Ils vous envoient les dossiers en quelques semaines. Les enregistrements sont en russe. Ils ajoutent généralement une lettre avec une traduction de notes sur les camps et les réinstallations. Ils ne traduisent pas les détails biographiques et militaires. Vous obtiendrez un résumé où vous pourrez voir quelle colonne contient quelles informations et devrez rechercher une traduction ailleurs.

Autant que je sache, ce service est gratuit. Ils demandent des dons. Veuillez garder à l'esprit que le Suchdienst aide également à retrouver les personnes disparues dans les conflits modernes.

La Croix-Rouge allemande Suchdienst donne également accès à Vermisstenbildécouter. Ces listes de victimes manquées au combat ont été créées dans les années 1950. La base de données a été créée à partir des demandes de renseignements des membres de la famille et d'autres parties, il ne s'agit pas d'une collection de tous les soldats disparus. 125.000 pages en 225 volumes contiennent 1.400.000 soldats (et civils), 900.000 entrées avec photographies. Les listes sont en ligne depuis avril 2015, mais leur utilisation reste compliquée car elles ne peuvent pas être recherchées par nom ou par date de naissance. Vous avez besoin d'un Feldpostnummer, d'un numéro de camp, d'une adresse de terrain ou d'un dernier lieu connu.

Les informations sur les officiers de la Luftwaffe sont compilées sur un site Web privé : Résumés de carrière d'officier de la Luftwaffe.

Première Guerre mondiale

En regardant la Première Guerre mondiale, il est important de savoir où vivaient vos ancêtres en Allemagne.
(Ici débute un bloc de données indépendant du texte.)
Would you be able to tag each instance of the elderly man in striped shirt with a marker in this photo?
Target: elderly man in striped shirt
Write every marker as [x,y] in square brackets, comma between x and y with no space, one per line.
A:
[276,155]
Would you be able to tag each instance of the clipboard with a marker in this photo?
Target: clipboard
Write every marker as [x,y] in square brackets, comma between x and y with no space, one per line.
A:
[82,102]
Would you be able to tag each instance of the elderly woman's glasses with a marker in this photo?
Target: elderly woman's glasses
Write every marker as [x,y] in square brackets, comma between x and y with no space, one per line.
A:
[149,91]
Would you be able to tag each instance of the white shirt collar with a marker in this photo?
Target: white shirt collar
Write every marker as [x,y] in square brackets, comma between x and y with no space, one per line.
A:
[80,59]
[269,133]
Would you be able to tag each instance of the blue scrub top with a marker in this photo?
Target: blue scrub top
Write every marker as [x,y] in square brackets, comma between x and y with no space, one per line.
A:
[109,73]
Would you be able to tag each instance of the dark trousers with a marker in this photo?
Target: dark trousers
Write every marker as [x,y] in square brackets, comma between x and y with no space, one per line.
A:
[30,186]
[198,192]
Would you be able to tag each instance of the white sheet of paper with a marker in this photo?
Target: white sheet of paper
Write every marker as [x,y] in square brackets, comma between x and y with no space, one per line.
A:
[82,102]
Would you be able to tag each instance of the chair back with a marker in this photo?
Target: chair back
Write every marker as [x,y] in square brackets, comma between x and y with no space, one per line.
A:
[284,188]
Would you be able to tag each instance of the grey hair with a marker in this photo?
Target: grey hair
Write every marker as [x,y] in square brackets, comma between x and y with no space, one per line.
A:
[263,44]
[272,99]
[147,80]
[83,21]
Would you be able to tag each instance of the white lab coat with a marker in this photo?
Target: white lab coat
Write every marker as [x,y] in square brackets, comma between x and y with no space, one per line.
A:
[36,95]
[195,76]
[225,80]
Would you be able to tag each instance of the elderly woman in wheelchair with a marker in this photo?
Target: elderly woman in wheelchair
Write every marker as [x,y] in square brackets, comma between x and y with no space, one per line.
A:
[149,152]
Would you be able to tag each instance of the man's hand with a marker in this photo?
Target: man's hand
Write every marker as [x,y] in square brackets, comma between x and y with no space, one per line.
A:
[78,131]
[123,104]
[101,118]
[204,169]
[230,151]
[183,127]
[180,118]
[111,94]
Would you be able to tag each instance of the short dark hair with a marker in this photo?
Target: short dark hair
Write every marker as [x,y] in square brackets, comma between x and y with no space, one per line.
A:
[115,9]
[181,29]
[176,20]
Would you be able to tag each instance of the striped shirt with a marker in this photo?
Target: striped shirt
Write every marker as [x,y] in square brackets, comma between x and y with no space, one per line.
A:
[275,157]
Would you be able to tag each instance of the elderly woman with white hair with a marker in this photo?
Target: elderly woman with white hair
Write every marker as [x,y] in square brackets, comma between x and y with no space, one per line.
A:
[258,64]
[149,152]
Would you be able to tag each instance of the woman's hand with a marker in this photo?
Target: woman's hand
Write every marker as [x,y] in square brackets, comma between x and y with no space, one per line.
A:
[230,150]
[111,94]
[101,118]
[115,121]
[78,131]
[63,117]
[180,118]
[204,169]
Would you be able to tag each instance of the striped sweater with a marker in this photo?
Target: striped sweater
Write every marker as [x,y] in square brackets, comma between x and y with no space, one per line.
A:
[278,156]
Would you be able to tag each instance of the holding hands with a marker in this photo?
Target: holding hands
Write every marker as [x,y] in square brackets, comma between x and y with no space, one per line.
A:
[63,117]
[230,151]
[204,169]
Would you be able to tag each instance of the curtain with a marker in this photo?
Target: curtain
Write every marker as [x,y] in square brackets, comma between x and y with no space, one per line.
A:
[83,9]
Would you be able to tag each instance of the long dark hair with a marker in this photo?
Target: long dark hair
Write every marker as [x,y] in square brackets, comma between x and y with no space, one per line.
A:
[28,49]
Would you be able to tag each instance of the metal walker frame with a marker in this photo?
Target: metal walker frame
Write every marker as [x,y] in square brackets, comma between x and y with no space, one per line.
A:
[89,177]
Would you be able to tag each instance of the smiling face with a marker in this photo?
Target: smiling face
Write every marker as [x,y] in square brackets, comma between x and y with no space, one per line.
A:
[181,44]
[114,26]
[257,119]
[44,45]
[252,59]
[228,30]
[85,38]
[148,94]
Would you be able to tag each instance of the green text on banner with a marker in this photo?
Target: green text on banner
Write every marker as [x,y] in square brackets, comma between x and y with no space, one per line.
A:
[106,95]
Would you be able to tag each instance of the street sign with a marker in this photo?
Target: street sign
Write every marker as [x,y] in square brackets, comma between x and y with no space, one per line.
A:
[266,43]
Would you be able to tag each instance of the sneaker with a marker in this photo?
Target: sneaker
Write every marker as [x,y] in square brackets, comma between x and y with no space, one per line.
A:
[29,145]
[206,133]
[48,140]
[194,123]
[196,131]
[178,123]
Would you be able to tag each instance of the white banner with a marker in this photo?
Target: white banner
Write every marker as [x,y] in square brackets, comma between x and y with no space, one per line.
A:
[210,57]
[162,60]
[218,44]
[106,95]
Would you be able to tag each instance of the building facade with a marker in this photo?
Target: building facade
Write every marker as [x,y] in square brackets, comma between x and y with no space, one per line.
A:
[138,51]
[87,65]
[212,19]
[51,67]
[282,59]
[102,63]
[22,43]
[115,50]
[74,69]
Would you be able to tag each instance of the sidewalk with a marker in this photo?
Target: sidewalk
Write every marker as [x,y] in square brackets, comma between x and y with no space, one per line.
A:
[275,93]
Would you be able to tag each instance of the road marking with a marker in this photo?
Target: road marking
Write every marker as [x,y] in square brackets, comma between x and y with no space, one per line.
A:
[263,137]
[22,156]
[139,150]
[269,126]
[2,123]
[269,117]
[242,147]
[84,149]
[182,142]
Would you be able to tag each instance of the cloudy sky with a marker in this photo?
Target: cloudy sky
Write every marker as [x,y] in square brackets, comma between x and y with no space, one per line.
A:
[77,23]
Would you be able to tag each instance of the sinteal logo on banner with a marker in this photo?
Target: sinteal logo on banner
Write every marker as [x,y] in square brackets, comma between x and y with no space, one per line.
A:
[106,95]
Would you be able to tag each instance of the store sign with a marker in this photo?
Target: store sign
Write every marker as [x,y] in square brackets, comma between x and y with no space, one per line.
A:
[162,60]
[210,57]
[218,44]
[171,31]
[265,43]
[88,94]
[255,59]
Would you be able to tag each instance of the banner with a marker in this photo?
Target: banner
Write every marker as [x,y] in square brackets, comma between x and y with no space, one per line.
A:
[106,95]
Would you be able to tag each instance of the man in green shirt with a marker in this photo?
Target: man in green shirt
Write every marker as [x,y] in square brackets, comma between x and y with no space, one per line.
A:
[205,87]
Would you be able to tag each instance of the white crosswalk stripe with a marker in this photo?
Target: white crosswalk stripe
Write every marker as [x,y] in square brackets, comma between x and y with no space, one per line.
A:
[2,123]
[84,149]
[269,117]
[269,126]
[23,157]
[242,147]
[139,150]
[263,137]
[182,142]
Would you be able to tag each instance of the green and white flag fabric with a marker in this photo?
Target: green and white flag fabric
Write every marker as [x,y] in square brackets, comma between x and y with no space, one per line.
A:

Au sein des forces de l'Empire allemand, dominé par la Prusse, les contingents de Bavière, de Wurtemberg et de Saxe sont restés semi-autonomes et ont également tenu leurs propres registres.

De nombreux documents sur les participants à la Première Guerre mondiale ont été détruits lorsque les archives militaires prussiennes de Potsdam ont brûlé en 1945. À l'exception de certains Reichsmarine (marine), presque tous les documents individuels de la prussien l'armée est perdue. Les dossiers sur les membres de la marine des années entre 1871 et 1947 pourraient être disponibles auprès du Deutsche Dienststelle (comme détaillé ci-dessus).
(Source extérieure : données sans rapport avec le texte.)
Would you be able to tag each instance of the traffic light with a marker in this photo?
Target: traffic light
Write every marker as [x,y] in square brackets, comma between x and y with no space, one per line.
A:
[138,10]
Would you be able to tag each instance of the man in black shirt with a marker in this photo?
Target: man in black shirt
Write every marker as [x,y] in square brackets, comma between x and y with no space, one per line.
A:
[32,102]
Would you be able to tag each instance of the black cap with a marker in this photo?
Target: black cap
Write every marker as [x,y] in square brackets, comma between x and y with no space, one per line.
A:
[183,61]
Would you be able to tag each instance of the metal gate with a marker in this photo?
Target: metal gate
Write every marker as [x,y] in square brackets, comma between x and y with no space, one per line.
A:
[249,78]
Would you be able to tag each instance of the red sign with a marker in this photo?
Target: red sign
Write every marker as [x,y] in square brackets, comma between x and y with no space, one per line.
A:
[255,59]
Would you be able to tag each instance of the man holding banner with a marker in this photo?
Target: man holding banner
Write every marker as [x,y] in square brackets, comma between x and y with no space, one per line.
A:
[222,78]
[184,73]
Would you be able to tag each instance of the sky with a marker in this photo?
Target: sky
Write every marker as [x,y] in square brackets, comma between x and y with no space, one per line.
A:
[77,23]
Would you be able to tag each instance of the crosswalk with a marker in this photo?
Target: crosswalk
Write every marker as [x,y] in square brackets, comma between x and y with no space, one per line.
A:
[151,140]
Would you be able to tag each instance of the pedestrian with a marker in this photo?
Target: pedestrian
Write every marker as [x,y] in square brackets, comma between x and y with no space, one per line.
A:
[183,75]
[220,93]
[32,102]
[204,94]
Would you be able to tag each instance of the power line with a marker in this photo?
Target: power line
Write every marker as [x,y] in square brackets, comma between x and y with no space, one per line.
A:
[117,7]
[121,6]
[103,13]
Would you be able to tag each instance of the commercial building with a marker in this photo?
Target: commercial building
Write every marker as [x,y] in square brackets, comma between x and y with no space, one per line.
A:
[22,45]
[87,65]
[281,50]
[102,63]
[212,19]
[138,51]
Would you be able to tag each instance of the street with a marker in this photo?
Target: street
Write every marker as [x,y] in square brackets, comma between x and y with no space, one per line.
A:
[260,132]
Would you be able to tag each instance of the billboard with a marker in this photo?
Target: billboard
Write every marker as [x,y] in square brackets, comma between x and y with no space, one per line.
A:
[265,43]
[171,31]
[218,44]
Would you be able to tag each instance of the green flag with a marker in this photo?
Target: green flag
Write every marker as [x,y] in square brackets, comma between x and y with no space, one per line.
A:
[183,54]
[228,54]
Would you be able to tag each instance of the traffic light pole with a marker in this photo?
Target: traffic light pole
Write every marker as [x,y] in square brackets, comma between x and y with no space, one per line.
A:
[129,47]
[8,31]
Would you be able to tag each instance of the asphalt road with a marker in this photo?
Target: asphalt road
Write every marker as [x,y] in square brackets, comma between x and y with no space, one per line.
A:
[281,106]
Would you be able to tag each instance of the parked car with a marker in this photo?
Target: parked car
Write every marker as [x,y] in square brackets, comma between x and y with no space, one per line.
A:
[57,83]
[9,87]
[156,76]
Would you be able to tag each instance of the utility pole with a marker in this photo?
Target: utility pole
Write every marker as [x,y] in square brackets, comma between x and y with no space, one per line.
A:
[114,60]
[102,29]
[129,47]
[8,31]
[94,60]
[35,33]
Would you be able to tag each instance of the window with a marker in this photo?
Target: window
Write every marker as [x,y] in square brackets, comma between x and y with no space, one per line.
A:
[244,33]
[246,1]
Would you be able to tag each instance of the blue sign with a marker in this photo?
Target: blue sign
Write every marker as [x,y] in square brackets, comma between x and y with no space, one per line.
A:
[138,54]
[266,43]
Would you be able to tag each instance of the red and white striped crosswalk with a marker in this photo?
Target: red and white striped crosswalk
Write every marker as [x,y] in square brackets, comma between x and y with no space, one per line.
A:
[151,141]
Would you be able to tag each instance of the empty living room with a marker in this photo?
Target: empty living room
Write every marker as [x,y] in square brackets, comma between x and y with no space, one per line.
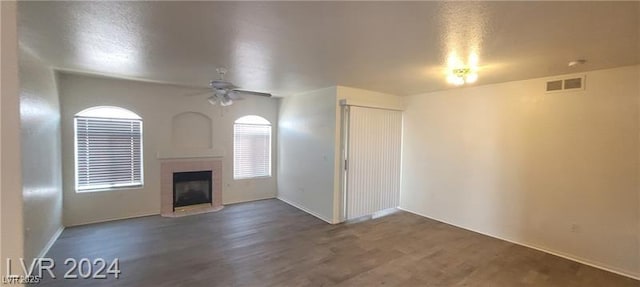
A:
[320,143]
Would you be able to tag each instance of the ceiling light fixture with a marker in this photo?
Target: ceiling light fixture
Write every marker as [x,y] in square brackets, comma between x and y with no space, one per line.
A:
[460,76]
[459,73]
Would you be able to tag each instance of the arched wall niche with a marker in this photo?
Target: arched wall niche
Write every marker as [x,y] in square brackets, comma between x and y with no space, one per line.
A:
[191,130]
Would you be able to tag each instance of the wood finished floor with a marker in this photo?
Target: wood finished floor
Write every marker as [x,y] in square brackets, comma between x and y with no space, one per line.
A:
[269,243]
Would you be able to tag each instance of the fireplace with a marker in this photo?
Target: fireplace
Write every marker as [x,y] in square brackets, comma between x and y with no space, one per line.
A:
[192,188]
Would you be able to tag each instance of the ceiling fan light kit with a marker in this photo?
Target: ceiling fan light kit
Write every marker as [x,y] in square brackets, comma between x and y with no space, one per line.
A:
[224,93]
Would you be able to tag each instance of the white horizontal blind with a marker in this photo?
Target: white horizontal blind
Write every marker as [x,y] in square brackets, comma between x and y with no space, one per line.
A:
[108,153]
[373,164]
[251,150]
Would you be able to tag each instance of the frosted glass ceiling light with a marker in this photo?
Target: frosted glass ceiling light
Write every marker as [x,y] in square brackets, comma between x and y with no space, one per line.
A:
[460,76]
[458,73]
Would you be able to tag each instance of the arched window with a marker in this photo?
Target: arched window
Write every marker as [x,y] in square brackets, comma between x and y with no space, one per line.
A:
[251,147]
[108,149]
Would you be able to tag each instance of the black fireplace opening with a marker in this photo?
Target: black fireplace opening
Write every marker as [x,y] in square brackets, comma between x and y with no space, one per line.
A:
[191,188]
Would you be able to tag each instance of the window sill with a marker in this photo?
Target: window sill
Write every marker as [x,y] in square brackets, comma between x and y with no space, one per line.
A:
[120,188]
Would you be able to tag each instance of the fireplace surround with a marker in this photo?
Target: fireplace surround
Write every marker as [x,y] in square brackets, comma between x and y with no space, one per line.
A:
[198,184]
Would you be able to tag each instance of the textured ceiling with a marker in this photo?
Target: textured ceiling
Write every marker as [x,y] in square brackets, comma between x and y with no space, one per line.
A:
[290,47]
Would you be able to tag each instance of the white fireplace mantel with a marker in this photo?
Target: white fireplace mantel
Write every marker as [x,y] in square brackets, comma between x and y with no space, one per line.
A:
[191,154]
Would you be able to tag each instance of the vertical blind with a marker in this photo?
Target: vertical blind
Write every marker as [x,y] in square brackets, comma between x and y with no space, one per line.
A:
[373,169]
[251,150]
[108,153]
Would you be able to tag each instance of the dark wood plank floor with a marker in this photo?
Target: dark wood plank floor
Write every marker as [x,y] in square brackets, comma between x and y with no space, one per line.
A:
[269,243]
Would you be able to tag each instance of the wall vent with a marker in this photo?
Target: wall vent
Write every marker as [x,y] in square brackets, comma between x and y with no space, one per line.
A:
[566,84]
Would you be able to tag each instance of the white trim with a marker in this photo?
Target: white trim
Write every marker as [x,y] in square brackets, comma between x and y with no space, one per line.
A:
[298,206]
[113,219]
[571,257]
[50,243]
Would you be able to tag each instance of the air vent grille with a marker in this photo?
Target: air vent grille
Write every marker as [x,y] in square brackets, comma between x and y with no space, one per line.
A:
[568,84]
[554,85]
Les dossiers sur les combattants de Bavière, de Wurtemberg, de Bade et de Saxe sont conservés dans les archives locales :

Les archives du Wurtemberg et du Bade sont librement accessibles en ligne à partir des archives. Veuillez consulter cette introduction (en allemand) : Soldaten im Ersten Weltkrieg Findmittel zu den Personalunterlagen des XIV. Armeekorps im Generallandesarchiv Karlsruhe jetzt en ligne. Vous choisissez la période pertinente pour les fichiers du personnel et les recherchez par unité (non indexée).

Les disques bavarois (Kriegsranglisten und -stammrollen des Königreichs Bayern) sont également disponibles sur Ascendance.com. Ils contiennent généralement de courtes informations biographiques telles que la profession et le lieu de résidence, la carrière militaire (grade, participation aux batailles, récompenses) et des informations sur les parents du soldat.

Je n'ai pas utilisé moi-même les archives saxonnes, donc je ne sais pas si la recherche de dossiers militaires individuels est menée par les archives. S'il vous plaît voir mes conseils généraux ci-dessus.

Que faire si votre ancêtre a combattu dans l'armée prussienne ? Pendant la guerre, l'armée a annoncé des morts, des blessés, des soldats disparus et des prisonniers de guerre dans la soi-disant Verlustécouter. Ces listes étaient exposées au public. Ils contiennent des noms, des lieux de naissance et des dates de naissance complètes ou incomplètes (juste le jour et le mois). Les noms sont répertoriés en fonction des unités du soldat, donc si votre ancêtre a été tué ou blessé, a disparu au combat ou est devenu un prisonnier de guerre, vous pouvez reconstituer où il combattait et à quelle unité il était membre à cette époque. Liste des abréviations (avec traductions) pour différents types de blessures et de décès.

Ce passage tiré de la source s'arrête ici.